Range-Free Mobile Actor Relocation in a Two-Tiered Wireless Sensor and Actor Network

Abstract

Two-tiered wireless sensor and actor networks (WSANs) have been proposed to enhance network capabilities, where a set of resource-rich mobile nodes (termed actors) form a connected backbone to relay sensing data from static sensors to the sink and sometimes are requested by sensors to perform a particular action. Such a two-tiered WSAN facilitates scalability and can efficiently reduce the energy consumption incurred by conventional hop-by-hop relaying via only sensors. However, relocating actors to achieve both connectivity and load balance is a challenge, especially when there is no location information of the nodes. Connectivity ensures that the actors are connected, whereas load balance ensures that actors collect and originate a similar amount of sensory data from the sensors.

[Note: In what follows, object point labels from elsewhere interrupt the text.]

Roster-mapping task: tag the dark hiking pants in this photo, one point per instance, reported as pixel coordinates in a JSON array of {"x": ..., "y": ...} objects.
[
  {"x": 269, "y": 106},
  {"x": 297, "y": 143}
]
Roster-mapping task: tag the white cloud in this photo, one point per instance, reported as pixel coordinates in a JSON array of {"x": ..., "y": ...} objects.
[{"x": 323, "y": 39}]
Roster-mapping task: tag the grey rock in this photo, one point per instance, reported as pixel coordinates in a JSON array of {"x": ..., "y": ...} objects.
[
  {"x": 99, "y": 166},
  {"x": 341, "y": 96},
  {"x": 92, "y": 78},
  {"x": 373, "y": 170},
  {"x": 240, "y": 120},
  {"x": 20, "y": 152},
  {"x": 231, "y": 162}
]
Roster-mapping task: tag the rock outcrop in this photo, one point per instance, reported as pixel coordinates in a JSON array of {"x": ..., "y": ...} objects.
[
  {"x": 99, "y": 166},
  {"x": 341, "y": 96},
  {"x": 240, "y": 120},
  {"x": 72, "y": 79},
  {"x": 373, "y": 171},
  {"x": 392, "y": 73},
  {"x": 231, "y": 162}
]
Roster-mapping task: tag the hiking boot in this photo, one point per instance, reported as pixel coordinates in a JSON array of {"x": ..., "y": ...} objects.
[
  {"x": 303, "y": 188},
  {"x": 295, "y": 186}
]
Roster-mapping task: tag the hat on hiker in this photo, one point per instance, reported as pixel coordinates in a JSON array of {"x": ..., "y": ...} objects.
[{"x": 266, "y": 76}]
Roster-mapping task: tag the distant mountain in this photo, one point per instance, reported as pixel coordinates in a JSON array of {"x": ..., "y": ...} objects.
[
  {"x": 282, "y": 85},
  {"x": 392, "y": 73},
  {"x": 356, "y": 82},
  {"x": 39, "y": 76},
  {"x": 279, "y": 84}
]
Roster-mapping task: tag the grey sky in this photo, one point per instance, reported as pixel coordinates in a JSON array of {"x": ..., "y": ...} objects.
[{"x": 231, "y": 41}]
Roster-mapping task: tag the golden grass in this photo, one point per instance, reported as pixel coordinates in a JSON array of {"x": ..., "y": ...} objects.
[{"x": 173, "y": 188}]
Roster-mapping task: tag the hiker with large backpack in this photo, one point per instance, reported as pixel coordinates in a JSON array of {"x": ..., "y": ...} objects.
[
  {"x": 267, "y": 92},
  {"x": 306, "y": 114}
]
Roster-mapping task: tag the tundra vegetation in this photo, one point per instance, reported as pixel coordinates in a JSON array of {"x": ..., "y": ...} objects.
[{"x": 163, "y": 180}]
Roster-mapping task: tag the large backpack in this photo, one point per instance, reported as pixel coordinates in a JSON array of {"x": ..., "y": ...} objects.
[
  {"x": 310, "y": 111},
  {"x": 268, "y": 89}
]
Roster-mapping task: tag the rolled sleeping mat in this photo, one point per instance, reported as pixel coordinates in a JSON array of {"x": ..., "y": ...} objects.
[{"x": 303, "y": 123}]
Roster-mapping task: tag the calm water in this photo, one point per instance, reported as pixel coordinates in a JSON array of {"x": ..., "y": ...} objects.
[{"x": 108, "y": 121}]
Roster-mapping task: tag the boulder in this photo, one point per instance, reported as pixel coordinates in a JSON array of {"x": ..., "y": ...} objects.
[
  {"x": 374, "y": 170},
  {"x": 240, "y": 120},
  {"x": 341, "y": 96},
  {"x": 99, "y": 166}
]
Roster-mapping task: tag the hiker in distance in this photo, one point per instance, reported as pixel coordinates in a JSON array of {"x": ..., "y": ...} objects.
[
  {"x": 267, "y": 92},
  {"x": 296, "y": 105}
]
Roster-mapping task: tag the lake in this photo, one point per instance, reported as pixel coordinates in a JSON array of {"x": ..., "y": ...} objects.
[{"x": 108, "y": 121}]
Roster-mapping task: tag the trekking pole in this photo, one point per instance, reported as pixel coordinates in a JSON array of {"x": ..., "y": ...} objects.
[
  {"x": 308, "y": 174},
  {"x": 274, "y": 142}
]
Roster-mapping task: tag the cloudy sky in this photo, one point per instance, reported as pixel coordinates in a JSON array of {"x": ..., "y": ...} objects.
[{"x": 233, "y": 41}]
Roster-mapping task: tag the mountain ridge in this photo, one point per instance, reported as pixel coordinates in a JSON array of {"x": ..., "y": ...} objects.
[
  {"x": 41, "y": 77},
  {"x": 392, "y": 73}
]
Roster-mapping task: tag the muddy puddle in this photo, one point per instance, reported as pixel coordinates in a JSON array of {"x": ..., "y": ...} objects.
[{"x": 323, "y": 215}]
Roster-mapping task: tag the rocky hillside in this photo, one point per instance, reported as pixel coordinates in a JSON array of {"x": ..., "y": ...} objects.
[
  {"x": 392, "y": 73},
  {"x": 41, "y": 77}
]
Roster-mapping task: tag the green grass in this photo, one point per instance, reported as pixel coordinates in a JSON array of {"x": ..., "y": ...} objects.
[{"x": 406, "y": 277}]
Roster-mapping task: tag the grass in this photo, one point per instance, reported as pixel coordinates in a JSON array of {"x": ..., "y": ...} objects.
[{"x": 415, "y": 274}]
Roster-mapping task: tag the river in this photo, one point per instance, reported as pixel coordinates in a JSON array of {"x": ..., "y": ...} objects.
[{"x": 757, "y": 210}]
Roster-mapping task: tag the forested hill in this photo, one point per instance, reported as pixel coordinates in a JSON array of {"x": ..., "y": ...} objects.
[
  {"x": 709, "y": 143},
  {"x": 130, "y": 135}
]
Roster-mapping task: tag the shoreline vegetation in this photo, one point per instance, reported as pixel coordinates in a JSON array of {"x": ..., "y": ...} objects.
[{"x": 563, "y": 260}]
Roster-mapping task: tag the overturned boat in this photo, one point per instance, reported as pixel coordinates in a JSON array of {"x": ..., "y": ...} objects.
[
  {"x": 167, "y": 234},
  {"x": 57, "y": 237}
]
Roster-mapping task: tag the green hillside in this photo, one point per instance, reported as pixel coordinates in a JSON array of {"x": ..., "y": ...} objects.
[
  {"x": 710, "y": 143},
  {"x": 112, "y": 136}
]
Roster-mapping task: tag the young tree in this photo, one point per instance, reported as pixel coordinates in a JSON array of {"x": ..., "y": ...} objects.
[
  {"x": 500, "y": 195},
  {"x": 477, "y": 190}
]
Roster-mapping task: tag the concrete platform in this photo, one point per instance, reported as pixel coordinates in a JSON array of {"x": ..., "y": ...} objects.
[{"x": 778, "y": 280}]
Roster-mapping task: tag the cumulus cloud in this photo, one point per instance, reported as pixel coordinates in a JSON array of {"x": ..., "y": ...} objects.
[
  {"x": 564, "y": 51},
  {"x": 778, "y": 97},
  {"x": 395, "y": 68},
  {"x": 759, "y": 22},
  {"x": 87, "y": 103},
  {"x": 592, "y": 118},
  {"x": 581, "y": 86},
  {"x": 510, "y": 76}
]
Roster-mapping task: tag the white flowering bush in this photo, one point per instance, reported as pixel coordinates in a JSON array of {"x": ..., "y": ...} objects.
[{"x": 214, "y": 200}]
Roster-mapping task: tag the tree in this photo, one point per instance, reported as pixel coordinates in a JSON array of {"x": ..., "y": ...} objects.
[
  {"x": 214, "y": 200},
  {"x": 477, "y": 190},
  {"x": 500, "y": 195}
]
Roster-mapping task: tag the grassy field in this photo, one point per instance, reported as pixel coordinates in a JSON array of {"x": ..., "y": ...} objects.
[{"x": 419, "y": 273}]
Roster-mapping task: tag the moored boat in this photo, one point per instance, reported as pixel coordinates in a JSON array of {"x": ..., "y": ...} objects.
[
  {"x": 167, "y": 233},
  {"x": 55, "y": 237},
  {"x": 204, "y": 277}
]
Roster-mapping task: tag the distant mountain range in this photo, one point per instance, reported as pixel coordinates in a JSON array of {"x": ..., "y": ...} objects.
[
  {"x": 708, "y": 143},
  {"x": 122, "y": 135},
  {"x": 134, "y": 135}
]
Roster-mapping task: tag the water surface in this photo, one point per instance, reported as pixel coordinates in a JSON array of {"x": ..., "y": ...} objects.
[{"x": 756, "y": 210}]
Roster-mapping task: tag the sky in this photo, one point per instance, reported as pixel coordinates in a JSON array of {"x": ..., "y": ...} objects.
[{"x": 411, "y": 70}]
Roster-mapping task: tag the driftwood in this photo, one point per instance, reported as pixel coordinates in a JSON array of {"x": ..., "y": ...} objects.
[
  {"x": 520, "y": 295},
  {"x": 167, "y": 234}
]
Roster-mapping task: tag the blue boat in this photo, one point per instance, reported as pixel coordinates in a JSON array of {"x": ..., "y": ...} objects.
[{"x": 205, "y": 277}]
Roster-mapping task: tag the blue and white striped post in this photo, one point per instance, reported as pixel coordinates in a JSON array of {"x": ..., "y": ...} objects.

In this article, we formulate the Connected and Balanced Mobile Actor Relocation (CBMAR) optimization problem to address both connectivity and load balance and prove that the problem is NP-hard. We thus propose a dual-mode distributed actor relocation protocol that does not rely on any location information of nodes to relocate actors. The idea is to locally form virtual Voronoi cells of actors (termed covering cells) based on the lower-tiered topology, where each actor locally recruits its own sensor members to form its own covering cell. By maintaining the covering cell, each actor locally relocates itself toward a sensor along the lower-tiered topology. Extensive simulation results show that the protocol can achieve both objectives of connectivity and load balance with low moving and communication overheads.